Let $\hat{\beta}$ denote the OLS estimator of $\beta$. I know that
$$ \sqrt{n}(\hat{\beta} - \beta) \overset{d}\to N(0,\sigma^2 Q^{-1})$$ where $Q$ is the probability limit of $X'X$, as shown in page 17 of this document.
However, what's wrong with my attempt to derive the asymptotic distribution?
The CLT tells me
$$\sqrt{n} (\hat{\beta} - \beta) \overset{d}\to N(0, \mathrm{var}(\hat{\beta}))$$
Then define $U = [u_1, u_2, \dots, u_n]'$.

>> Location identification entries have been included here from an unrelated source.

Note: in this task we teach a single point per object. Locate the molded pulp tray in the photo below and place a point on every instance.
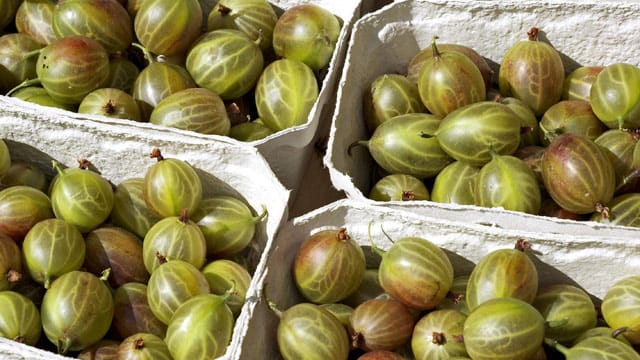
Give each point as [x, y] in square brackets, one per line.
[286, 151]
[121, 151]
[590, 262]
[585, 32]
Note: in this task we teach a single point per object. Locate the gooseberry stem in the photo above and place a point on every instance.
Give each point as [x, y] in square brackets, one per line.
[31, 53]
[184, 216]
[408, 195]
[145, 51]
[436, 52]
[263, 215]
[104, 276]
[633, 175]
[13, 276]
[556, 345]
[533, 34]
[63, 345]
[138, 344]
[56, 165]
[272, 305]
[156, 154]
[22, 85]
[374, 247]
[617, 332]
[522, 245]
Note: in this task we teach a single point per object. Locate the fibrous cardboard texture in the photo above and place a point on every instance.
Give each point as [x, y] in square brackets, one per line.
[592, 263]
[585, 32]
[288, 151]
[120, 151]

\begin{align} \mathrm{var}(\hat{\beta}) &= E[(\hat{\beta} - \beta)^2 ] \\ &= E[( (X'X)^{-1}(X'U)) ( (X'X)^{-1}(X'U))'] \\ &= E[( (X'X)^{-1}(X'U)(U'X)(X'X)^{-1}] \\ &= E\bigg[(X'X)^{-1}\big(\sum_{i=1}^{n} x_i x_i' u_i^2 \big)(X'X)^{-1} \bigg] \\ &= E\bigg[(X'X)^{-1}\big(\sum_{i=1}^{n} x_i x_i' E[u_i^2|X] \big)(X'X)^{-1} \bigg] \\ &= E\bigg[(X'X)^{-1}\big(\sum_{i=1}^{n} x_i x_i'\big)(X'X)^{-1} \bigg]\sigma^2 \\ &= E\bigg[(X'X)^{-1}X'X(X'X)^{-1} \bigg]\sigma^2 \\ &= E[(X'X)^{-1}] \sigma^2 \end{align}
Obviously $E[(X'X)^{-1}] \neq Q^{-1}$, by Jensen's inequality. What went wrong?
That's because $$ \sqrt{n} (\hat{\beta}_n - \beta) \overset{d}{\not\to} N(0, \operatorname{Var}(\hat{\beta}_n)). $$ Instead, $$ \sqrt{n} (\hat{\beta}_n - \beta)\xrightarrow{d}N(0,\Sigma), $$ where $$ \Sigma=Q^{-1}\operatorname{Var}(x_1u_1)Q^{-1}=\sigma^2Q^{-1}QQ^{-1}=\sigma^2Q^{-1} $$ and $Q=\operatorname{plim}n^{-1}\sum_{i=1}^n x_ix_i^{\top}$.